Neighborhoods characterized by lower traffic safety appear to be the most obesogenic to children, regardless of other walkability-related features. Policies targeting neighborhood walkability for children may need to prioritize vehicular traffic safety.
背景/目的:社区是复杂的多维度系统。然而,在探讨青少年肥胖问题时,很少考虑多个社区维度之间的相互关系。我们利用一系列建成环境特征创建了一种社区类型,并研究了其与青少年肥胖的关联。
对象/方法:分析基于QUALITY队列研究的数据,该研究是一项正在进行的关于魁北克有父母肥胖史青少年肥胖自然史的研究。在基线时(8至10岁)和大约8年后的随访中测量肥胖情况。通过实地社区评估和地理编码行政数据在基线时测量社区特征,并使用主成分分析进行汇总。使用聚类分析确定社区类型。使用多变量线性回归研究社区类型与肥胖之间的关联。

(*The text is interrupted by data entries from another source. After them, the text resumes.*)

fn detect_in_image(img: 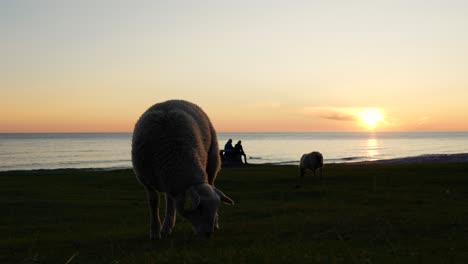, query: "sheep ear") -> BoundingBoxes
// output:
[184,186,200,211]
[213,187,234,205]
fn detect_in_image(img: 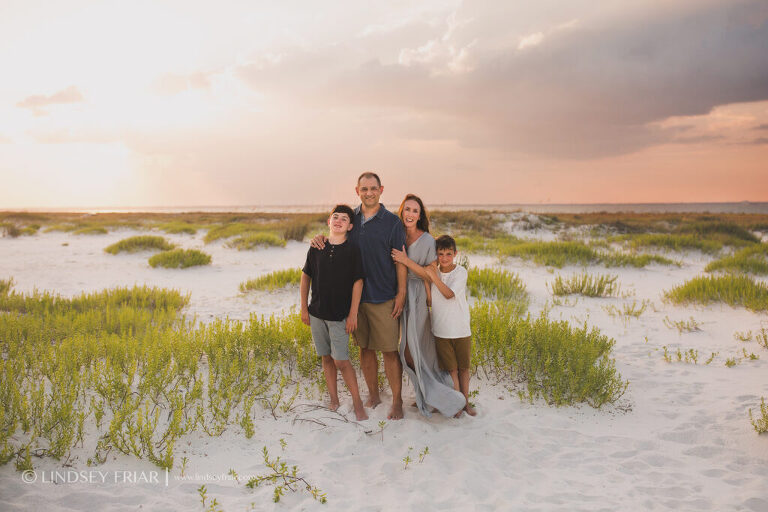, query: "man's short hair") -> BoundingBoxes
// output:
[329,204,355,222]
[357,172,381,186]
[435,235,456,252]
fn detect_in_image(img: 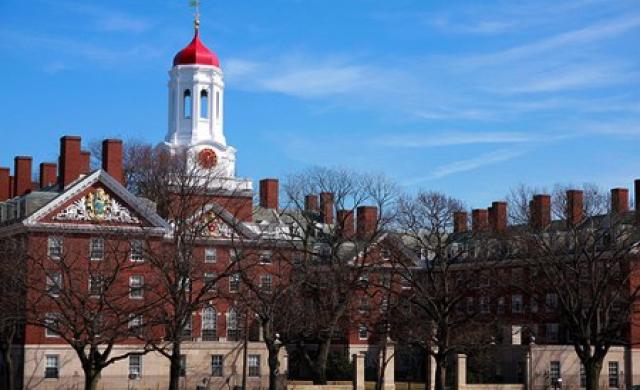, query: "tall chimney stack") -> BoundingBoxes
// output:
[260,179,278,210]
[611,188,629,214]
[566,190,584,227]
[320,192,333,224]
[356,206,378,239]
[336,210,355,238]
[40,163,58,188]
[471,209,489,233]
[531,194,551,230]
[453,211,468,233]
[102,139,124,185]
[491,202,507,233]
[13,156,33,196]
[58,135,81,187]
[0,167,11,202]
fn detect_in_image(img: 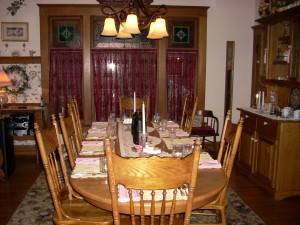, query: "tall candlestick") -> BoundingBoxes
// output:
[142,102,146,134]
[133,92,136,113]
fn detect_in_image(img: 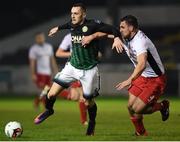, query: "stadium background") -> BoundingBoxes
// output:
[0,0,180,95]
[0,0,180,140]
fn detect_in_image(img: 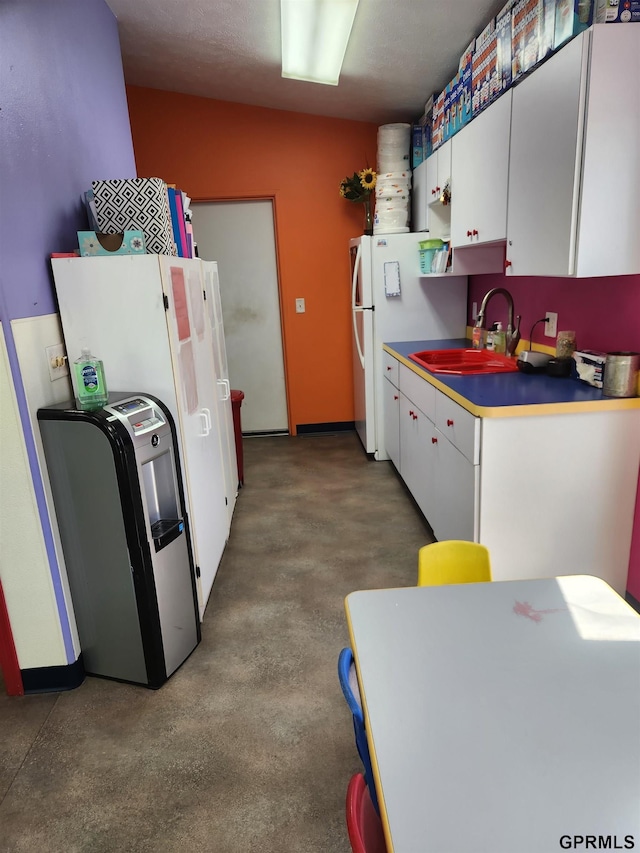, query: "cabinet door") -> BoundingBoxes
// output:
[411,160,429,231]
[434,139,451,198]
[399,392,433,523]
[504,31,592,276]
[451,90,511,247]
[429,428,478,542]
[382,379,400,471]
[162,257,229,617]
[425,151,438,204]
[202,261,238,526]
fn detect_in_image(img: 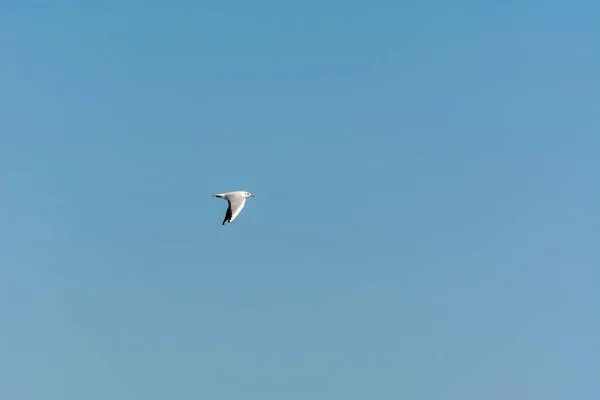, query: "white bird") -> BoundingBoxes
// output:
[213,190,254,225]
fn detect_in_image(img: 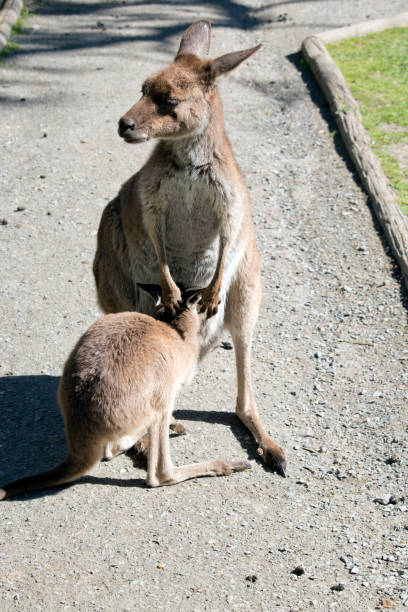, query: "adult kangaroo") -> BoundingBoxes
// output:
[94,21,286,476]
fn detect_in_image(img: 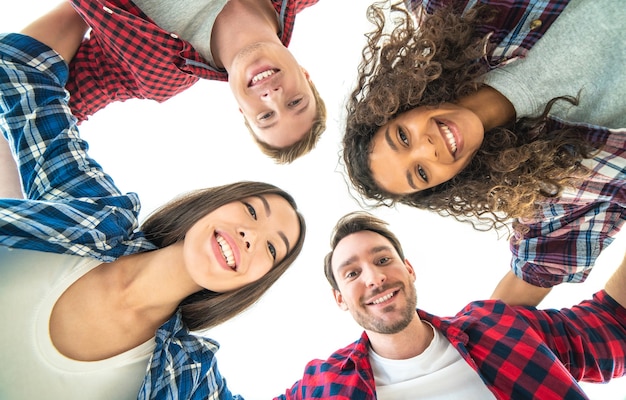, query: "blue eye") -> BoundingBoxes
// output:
[267,242,276,260]
[243,202,256,220]
[287,98,302,107]
[258,111,274,121]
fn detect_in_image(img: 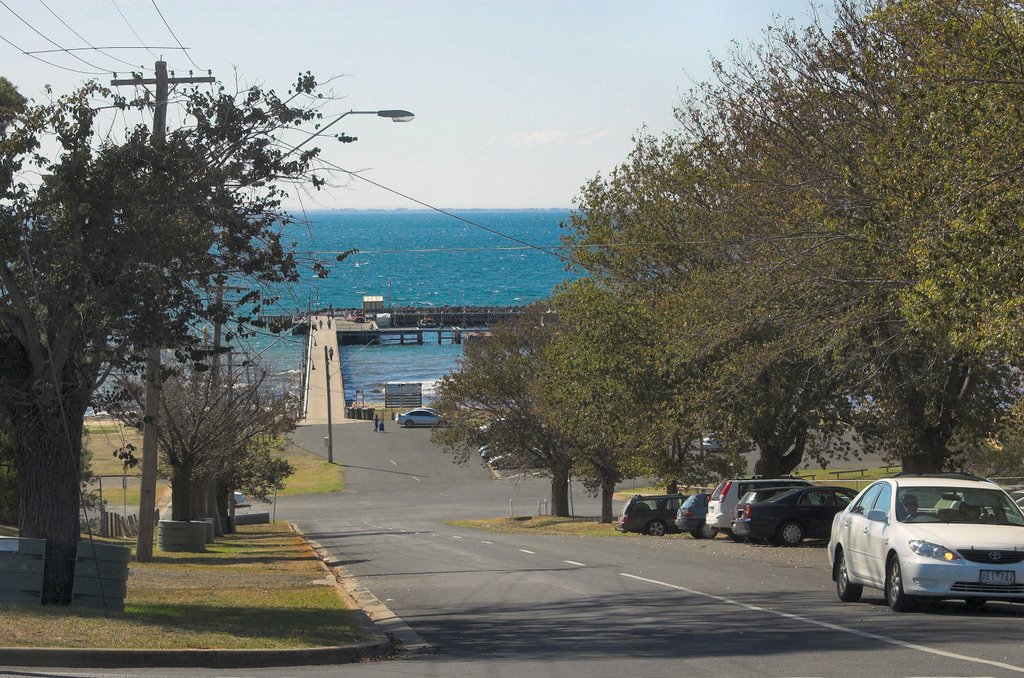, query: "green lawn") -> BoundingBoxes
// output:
[0,522,370,648]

确定了五种以步行便利性和交通相关安全性水平为特征的不同社区类型。在8至10岁时,居住在中等步行便利性/低安全性社区的儿童比居住在中等步行便利性/高安全性社区的儿童具有更高的BMI Z评分[β:0.41(0.12;0.71),p = 0.007]、脂肪量指数[β:1.22(0.29;2.16),p = 0.010]、腰围[β:4.92(1.63;8.21),p = 0.003]和中心脂肪量百分比[β:1.60(0.04;3.16),p = 0.045]。8年后观察到社区类型与肥胖之间的关联减弱。具体而言,居住在中等步行便利性/低安全性社区的居民具有更高的脂肪量指数[β:1.42(-0.07;2.90),p = 0.062]和腰围[β:5.04(-0.26;10.34),p = 0.062]。
无论其他与步行便利性相关的特征如何,以较低交通安全为特征的社区似乎对儿童致肥胖性最强。针对儿童社区步行便利性的政策可能需要优先考虑车辆交通安全。